I'm trying to run a process launching 1000 lambdas in parallels.
I made a test with 10 lambdas that succeeded in ~4 seconds, however scale up to 1000 lambdas increase the running time to ~23 seconds.
const lambda = new AWS.Lambda();
await Promise.all(
Array(1000)
.map((_, i) => {
if (i === 0) console.log("start lambda", i, new Date().getSeconds());
if (i === 999) console.log("start lambda", i, new Date().getSeconds());
return lambda
.invoke({
FunctionName: "myFunction",
Payload: JSON.stringify(payload),
})
.promise()
.then((x) => {
if (i === 0) console.log("end lambda", i, new Date().getSeconds());
if (i === 999) console.log("end lambda", i, new Date().getSeconds());
return x;
});
})
);
output
start lambda 0 11
start lambda 999 11
end lambda 0 15
end lambda 999 39
I'm quite surprised about that observation because Lambda is a service designed to be highly scalable. I'd like to understand why is it so slower and what could I do to solve this problem.
CodePudding user response:
I think you are being limited by the SDK. Nothing to do with Lambda.
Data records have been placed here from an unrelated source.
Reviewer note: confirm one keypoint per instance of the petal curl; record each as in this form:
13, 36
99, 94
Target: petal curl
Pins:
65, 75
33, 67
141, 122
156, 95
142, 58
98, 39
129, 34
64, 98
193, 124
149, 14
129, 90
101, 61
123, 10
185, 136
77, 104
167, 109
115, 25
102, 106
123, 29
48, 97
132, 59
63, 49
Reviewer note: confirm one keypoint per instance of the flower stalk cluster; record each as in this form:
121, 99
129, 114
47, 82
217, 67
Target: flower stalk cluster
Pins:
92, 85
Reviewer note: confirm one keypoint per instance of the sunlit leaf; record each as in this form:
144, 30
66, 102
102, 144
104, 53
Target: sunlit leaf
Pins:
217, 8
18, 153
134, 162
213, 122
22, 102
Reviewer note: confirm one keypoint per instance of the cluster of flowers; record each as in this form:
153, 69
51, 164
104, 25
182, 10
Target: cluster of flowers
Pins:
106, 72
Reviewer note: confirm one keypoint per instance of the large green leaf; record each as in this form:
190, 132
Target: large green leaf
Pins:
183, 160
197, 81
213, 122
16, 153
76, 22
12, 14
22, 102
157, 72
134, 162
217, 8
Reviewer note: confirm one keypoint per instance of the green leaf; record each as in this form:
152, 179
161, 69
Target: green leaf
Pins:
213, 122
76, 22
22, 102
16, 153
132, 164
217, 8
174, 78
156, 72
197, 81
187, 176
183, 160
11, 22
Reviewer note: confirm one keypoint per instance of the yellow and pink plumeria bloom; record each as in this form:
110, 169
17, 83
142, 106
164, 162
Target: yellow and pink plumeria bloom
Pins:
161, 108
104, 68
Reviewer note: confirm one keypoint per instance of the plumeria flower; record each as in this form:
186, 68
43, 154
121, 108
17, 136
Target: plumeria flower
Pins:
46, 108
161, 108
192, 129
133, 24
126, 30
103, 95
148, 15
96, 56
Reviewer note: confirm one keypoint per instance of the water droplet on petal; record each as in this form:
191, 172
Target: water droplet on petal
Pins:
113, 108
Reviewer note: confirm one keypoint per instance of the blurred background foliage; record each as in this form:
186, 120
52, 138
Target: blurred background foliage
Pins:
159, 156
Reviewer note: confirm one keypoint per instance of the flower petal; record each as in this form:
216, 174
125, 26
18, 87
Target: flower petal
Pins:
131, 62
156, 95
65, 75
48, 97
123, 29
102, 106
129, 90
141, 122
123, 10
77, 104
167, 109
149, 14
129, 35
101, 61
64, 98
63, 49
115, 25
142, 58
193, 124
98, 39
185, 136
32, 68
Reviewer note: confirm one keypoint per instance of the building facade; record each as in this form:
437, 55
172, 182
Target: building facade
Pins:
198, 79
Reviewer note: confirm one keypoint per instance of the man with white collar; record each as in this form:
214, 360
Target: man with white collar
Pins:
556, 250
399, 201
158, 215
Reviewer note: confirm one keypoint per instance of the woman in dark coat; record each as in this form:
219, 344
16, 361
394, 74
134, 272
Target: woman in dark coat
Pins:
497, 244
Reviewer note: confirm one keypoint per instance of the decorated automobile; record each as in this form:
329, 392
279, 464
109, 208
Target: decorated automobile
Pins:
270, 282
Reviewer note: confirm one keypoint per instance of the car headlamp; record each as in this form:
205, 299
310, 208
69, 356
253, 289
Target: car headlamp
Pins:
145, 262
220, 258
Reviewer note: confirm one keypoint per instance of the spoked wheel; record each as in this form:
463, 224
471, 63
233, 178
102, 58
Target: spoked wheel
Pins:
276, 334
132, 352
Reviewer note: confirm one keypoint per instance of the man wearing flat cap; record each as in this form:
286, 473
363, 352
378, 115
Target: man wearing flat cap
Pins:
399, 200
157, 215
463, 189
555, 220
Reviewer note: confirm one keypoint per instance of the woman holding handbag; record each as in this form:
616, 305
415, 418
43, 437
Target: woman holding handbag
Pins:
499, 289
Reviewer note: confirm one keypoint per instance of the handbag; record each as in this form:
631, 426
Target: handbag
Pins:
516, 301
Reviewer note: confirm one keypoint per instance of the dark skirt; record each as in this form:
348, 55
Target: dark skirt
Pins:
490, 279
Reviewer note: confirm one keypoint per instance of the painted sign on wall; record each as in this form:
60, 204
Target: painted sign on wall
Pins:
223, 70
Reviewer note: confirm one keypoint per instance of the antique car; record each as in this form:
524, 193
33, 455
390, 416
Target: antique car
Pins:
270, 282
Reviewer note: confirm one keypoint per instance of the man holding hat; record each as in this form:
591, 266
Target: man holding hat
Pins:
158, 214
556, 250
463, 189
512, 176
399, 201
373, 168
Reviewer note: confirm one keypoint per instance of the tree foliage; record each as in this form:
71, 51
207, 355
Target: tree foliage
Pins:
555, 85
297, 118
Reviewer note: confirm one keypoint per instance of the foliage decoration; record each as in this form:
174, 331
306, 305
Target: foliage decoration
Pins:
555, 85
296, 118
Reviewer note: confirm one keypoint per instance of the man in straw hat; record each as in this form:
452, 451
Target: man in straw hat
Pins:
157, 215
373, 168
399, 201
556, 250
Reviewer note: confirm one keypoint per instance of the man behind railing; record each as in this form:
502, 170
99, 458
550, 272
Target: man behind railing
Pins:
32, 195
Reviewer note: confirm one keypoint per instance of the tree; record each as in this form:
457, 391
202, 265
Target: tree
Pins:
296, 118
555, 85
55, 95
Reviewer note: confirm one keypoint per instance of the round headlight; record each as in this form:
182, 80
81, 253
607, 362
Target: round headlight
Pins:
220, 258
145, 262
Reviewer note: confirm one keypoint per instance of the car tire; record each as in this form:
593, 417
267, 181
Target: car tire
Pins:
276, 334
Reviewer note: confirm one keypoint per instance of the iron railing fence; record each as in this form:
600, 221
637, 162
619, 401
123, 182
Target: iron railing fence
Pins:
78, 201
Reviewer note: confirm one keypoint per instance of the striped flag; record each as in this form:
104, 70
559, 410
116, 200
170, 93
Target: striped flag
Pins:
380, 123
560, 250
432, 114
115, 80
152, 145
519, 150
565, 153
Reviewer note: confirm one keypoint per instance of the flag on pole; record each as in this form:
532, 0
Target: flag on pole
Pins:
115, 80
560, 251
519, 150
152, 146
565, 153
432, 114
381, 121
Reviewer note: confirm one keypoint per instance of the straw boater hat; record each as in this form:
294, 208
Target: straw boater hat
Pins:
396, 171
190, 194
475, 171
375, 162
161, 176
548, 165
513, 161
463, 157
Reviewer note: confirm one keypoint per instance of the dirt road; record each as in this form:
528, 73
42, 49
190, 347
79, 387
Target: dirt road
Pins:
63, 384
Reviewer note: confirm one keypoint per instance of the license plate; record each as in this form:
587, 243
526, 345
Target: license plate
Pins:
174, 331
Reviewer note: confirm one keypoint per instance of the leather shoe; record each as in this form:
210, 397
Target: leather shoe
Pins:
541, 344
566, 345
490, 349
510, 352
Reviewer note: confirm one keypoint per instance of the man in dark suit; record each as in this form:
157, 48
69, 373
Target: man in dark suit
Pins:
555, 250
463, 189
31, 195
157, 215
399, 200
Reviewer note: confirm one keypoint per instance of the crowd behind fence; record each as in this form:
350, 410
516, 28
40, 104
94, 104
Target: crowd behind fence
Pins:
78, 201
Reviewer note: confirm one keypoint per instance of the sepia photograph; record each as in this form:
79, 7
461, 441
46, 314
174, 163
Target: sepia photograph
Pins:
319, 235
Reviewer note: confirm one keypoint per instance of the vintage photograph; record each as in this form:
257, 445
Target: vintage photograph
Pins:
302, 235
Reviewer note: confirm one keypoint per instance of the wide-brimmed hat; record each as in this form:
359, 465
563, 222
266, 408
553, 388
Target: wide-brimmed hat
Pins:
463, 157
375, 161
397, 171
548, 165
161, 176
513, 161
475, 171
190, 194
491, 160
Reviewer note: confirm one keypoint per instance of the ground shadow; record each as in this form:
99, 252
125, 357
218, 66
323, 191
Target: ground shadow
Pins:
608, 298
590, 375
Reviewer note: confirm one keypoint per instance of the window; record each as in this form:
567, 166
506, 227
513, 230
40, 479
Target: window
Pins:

By default, the SDK allow 50 requests to run in parallel.
In your code, you have to change the maxSockets to something that works for you.
Something like this:
var AWS = require('aws-sdk');
var https = require('https');
var agent = new https.Agent({
maxSockets: 1000
});
const lambda = new AWS.Lambda({
apiVersion: '2012-08-10'
httpOptions:{
agent: agent
}
});
But in my opinion, it is not a good way to test your lambda function execution. Using Lambda monitor, Lambda Insights and AWS X-Ray is a better way to look at it.
Alternatively, I will encourage you to deploy this solution to see if your lambda can be fined tuned: https://github.com/alexcasalboni/aws-lambda-power-tuning
It is not because you chose the 128MB memory that your lambda will be cheaper, you can be very surprised by the results with higher memory.